The following components are installed into each system case:
- Intel Core i3-2120 processor at 3.30 GHz
- Socket 115x Intel E97379-001 cooler (an aluminum core)
- Zotac H67-ITX WiFi mainboard (Intel H67)
- ASUS EAH6450 Silent/DI/1GD3(LP) graphics card (Radeon HD 6450, 1 GB DDR3)
- Seagate ST9500420AS hard disk (2.5”, 7200 RPM, SATA)
- Memory modules: Cell Shock CS3222580 1GB DDR3 SDRAM PC14400 and SEC M378B2873GB0-CH9 1GB DDR3 SDRAM PC10600 (dual-channel mode, PC10600, 1333 MHz, CL9)
- Microsoft Windows 7 Home Premium 64-bit SP1
We test system cases with their bundled PSUs if they have one. The temperature of the CPU is measured with Core Temp 0.99.8. HDD, GPU and mainboard temperatures are measured with CPUID Hardware Monitor. The speed of the fans is measured with an optical tachometer Velleman DTO2234. There are the following test modes:
- IOMeter (IOMeter’s Access Time test putting a high load on the disk subsystem)
- Linpack (Linpack-based Intel Burn Test 2.5 runs in the stress test mode, loading both CPU cores; we show you the peak temperature of the hottest CPU core in the diagrams)
- MSI Kombustor (full-screen mode, DirectX 9 rendering, 1280x1024, Xtreme burn-in)
Every temperature is read after the system has worked for half an hour in the current test mode. The following table shows the temperatures of the components if the system is assembled without an enclosure (“open testbed”).
The noisiness of the systems is evaluated subjectively.
Our configuration now includes an ASUS EAH6450 Silent/DI/1GD3(LP) graphics card whose passive cooling agrees with the quiet & compact PC concept and lets us see if the computer case can cool the GPU without any interference from smart active cooling systems.
Since we’ve got a new CPU cooler and a discrete graphics card, the open testbed data were recorded anew.
As for the disk subsystem, it may be logical to install HDDs the particular computer case is designed for. However, if we did so, we wouldn’t be able to compare test results of different products. If one case is only compatible with 2.5-inch disks and another, with 3.5-inch ones, how can they be compared?

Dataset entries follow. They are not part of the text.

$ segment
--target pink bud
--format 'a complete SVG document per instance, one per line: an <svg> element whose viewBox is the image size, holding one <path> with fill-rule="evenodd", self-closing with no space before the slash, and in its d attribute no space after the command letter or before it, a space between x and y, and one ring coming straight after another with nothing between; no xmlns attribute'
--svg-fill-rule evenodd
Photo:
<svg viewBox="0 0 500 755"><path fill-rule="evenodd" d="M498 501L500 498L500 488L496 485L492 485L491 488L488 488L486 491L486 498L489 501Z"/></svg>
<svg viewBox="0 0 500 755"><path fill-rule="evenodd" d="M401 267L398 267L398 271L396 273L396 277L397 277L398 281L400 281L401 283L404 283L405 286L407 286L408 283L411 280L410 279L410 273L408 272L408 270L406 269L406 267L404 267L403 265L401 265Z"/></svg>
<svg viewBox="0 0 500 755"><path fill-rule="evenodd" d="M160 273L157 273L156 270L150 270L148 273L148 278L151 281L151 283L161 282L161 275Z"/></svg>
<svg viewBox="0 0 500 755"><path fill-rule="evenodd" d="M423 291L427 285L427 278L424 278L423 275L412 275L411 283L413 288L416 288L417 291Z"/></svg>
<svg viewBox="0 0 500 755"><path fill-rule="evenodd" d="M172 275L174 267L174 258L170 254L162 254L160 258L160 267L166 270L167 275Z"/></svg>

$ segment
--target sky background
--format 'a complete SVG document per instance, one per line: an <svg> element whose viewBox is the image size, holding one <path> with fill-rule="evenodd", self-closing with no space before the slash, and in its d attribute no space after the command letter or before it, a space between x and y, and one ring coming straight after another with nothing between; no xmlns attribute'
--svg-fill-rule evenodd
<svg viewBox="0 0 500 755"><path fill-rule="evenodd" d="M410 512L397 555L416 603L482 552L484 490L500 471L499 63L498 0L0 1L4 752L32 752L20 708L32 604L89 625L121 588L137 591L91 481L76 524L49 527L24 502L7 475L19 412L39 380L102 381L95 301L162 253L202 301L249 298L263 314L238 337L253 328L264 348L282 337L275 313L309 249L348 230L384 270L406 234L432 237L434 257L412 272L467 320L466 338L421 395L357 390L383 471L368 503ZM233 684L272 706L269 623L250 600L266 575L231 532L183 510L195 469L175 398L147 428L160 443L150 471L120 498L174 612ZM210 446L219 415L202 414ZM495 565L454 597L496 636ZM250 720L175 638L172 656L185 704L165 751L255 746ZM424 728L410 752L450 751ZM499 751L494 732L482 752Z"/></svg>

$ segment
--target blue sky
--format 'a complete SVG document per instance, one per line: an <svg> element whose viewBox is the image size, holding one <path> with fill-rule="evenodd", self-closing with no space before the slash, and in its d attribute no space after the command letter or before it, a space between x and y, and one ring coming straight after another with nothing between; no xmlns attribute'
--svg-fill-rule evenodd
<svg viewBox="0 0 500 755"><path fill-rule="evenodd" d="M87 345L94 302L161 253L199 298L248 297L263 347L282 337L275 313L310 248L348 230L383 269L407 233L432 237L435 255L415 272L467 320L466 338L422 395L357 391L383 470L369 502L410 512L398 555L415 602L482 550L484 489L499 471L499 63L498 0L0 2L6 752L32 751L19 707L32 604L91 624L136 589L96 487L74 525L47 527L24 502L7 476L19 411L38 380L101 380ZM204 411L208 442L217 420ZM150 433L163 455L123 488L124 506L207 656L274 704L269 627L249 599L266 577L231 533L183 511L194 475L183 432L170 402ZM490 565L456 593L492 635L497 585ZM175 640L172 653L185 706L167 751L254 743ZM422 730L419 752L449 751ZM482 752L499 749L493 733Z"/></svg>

Therefore we decided to use the same 2.5-inch drive even in those computer cases that are not intended for such HDDs. After all, a 2.5-inch HDD can be secured at least with one screw in a 3.5-inch bay while the opposite is impossible. Although this testing approach is hardly practical, we can find no better way of comparing different computer cases in terms of HDD cooling.